Friday, April 17, 2026

Managing kubeconfig files + download from Rancher

Managing kubeconfig files across multiple Rancher clusters

When you manage several Kubernetes clusters through Rancher, you quickly end up with a pile of kubeconfig files. Downloading them by hand from the Rancher UI is tedious, keeping track of which ones are loaded is error-prone, and testing connectivity after a VPN change or token rotation is a chore.

Here is the setup I landed on: a download script, a directory convention, auto-discovery in the shell, and a parallel connectivity tester.

  1. Directory layout
  2. Downloading kubeconfigs from Rancher
  3. Auto-discovery in .bashrc
  4. Testing connectivity
  5. Putting it all together

Directory layout

~/.kube/
  config                        # default kubectl config (GKE, kind, etc.)
  clusters/
    rancher_kubeconfig_dl.sh    # download script
    test-kubeconfigs.sh         # connectivity tester
    local.yaml                  # kubeconfig files live here
    cluster-us-east-1.yaml
    cluster-us-west-2.yaml
    cluster-eu-west-1.yaml
    cluster-ap-south-1.yaml

The scripts and kubeconfig files all live in ~/.kube/clusters/. The test script filters by kind: Config so it ignores non-kubeconfig files like itself.
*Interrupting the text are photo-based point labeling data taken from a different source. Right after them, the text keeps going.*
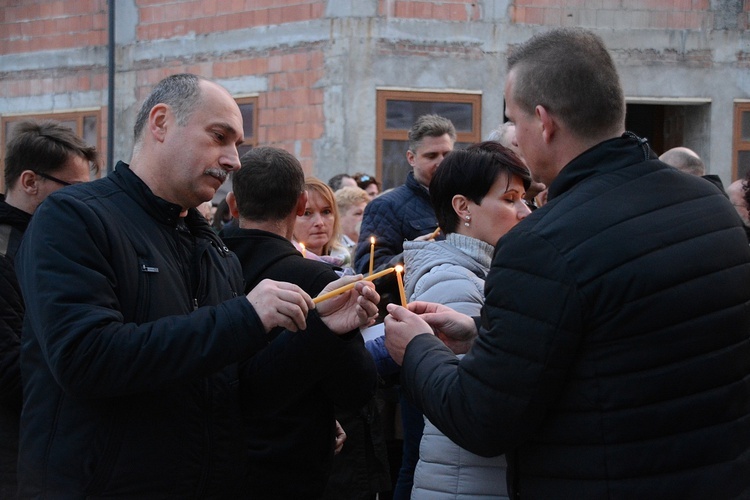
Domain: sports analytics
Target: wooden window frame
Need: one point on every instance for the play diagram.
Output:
(737, 143)
(384, 134)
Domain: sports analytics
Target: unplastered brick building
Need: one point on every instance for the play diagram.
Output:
(338, 82)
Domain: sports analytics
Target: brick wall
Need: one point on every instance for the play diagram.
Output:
(620, 14)
(449, 10)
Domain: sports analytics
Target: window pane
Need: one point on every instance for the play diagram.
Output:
(90, 133)
(743, 163)
(10, 128)
(403, 114)
(248, 126)
(395, 166)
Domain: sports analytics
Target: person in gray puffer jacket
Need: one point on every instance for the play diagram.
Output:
(478, 195)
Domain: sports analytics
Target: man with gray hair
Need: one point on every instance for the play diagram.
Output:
(600, 365)
(136, 317)
(40, 159)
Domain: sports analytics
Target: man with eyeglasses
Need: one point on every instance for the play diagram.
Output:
(137, 317)
(41, 158)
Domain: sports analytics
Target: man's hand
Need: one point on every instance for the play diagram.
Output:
(353, 309)
(339, 439)
(402, 325)
(280, 304)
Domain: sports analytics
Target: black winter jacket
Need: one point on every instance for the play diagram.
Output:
(289, 389)
(614, 361)
(13, 223)
(401, 214)
(129, 348)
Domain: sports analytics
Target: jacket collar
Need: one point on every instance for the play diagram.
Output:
(607, 156)
(413, 184)
(160, 209)
(14, 217)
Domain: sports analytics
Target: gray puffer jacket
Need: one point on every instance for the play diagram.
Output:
(451, 273)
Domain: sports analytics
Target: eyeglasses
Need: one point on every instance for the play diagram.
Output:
(53, 179)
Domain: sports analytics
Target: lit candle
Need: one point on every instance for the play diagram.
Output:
(402, 294)
(372, 253)
(346, 288)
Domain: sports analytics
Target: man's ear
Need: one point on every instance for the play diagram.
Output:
(158, 119)
(461, 206)
(232, 202)
(548, 123)
(301, 203)
(28, 182)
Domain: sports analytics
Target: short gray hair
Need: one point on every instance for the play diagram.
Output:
(180, 92)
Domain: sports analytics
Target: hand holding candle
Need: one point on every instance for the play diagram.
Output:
(399, 270)
(346, 288)
(372, 253)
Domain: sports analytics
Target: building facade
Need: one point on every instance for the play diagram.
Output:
(338, 82)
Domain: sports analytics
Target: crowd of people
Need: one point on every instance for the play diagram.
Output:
(574, 320)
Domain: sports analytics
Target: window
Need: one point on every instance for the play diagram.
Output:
(741, 143)
(84, 123)
(397, 111)
(249, 109)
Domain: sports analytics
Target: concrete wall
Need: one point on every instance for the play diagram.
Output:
(316, 65)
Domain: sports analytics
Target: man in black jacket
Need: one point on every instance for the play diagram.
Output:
(613, 357)
(288, 391)
(41, 158)
(136, 317)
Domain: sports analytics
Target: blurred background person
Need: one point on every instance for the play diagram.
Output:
(478, 196)
(318, 228)
(368, 183)
(341, 180)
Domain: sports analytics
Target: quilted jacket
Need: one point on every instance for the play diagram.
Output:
(400, 214)
(614, 358)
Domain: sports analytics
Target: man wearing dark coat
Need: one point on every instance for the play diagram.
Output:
(289, 390)
(41, 158)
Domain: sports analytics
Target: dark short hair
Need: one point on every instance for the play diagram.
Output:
(268, 184)
(570, 72)
(430, 126)
(44, 147)
(180, 92)
(471, 172)
(364, 180)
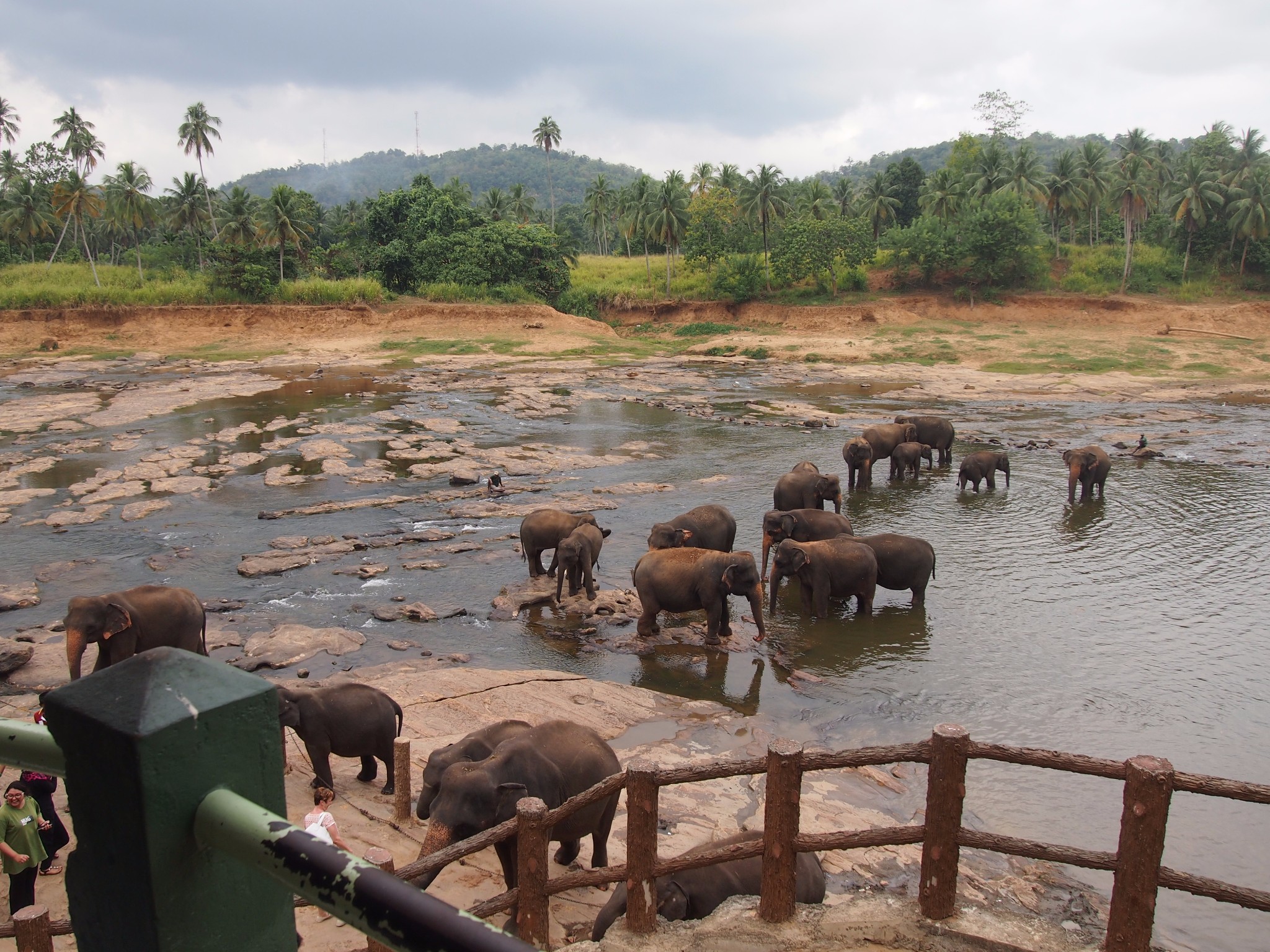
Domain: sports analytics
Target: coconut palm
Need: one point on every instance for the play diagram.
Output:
(546, 136)
(878, 202)
(1196, 196)
(128, 205)
(24, 216)
(762, 198)
(74, 200)
(520, 205)
(9, 120)
(186, 208)
(282, 223)
(195, 135)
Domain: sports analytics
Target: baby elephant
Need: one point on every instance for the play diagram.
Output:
(908, 456)
(346, 720)
(578, 553)
(694, 894)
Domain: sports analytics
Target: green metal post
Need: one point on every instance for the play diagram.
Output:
(145, 742)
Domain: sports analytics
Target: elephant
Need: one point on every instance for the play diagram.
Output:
(934, 431)
(556, 760)
(1090, 467)
(705, 527)
(126, 624)
(982, 466)
(546, 528)
(858, 452)
(904, 563)
(690, 579)
(837, 568)
(887, 436)
(908, 456)
(804, 489)
(578, 555)
(475, 747)
(346, 720)
(694, 894)
(801, 526)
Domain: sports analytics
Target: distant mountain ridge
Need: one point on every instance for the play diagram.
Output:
(482, 168)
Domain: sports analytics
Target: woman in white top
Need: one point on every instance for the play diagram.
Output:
(321, 822)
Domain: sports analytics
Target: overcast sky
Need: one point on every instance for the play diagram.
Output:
(659, 86)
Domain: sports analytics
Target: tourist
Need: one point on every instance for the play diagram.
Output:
(22, 850)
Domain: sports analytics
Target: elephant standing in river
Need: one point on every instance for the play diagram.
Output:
(126, 624)
(1090, 467)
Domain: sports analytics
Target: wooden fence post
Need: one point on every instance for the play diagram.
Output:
(945, 792)
(402, 780)
(383, 858)
(1148, 788)
(642, 795)
(32, 930)
(533, 922)
(780, 828)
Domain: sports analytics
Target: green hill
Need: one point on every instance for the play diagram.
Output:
(482, 168)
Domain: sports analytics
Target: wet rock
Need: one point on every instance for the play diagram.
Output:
(290, 644)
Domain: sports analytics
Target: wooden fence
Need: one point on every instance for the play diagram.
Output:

Downloading kubeconfigs from Rancher

Rancher exposes a generateKubeconfig action on its v3 API. The following script lists all clusters your token has access to and downloads each kubeconfig into a directory.

First, create an API key in Rancher: top-right avatar, Account & API Keys, Create API Key. You get a token like token-xxxxx:yyyyyyy.

#!/usr/bin/env bash
# rancher_kubeconfig_dl.sh
# Downloads all kubeconfig YAML files from a Rancher instance.
#
# Usage:
#   RANCHER_TOKEN=token-xxxxx:yyyyyyy ./rancher_kubeconfig_dl.sh
#
# To get a token manually:
#   Rancher UI -> top-right avatar -> Account & API Keys -> Create API Key

set -euo pipefail

RANCHER_URL="${RANCHER_URL:-https://rancher.example.com}"
RANCHER_TOKEN="${RANCHER_TOKEN:-}"
OUTPUT_DIR="${OUTPUT_DIR:-.}"

# -- Auth --
if [[ -z "$RANCHER_TOKEN" ]]; then
  echo "ERROR: Set RANCHER_TOKEN (e.g. token-xxxxx:yyyyyyy)"
  echo "       Rancher UI -> Avatar -> Account & API Keys -> Create API Key"
  exit 1
fi

CURL_OPTS=(-sSf -H "Authorization: Bearer ${RANCHER_TOKEN}")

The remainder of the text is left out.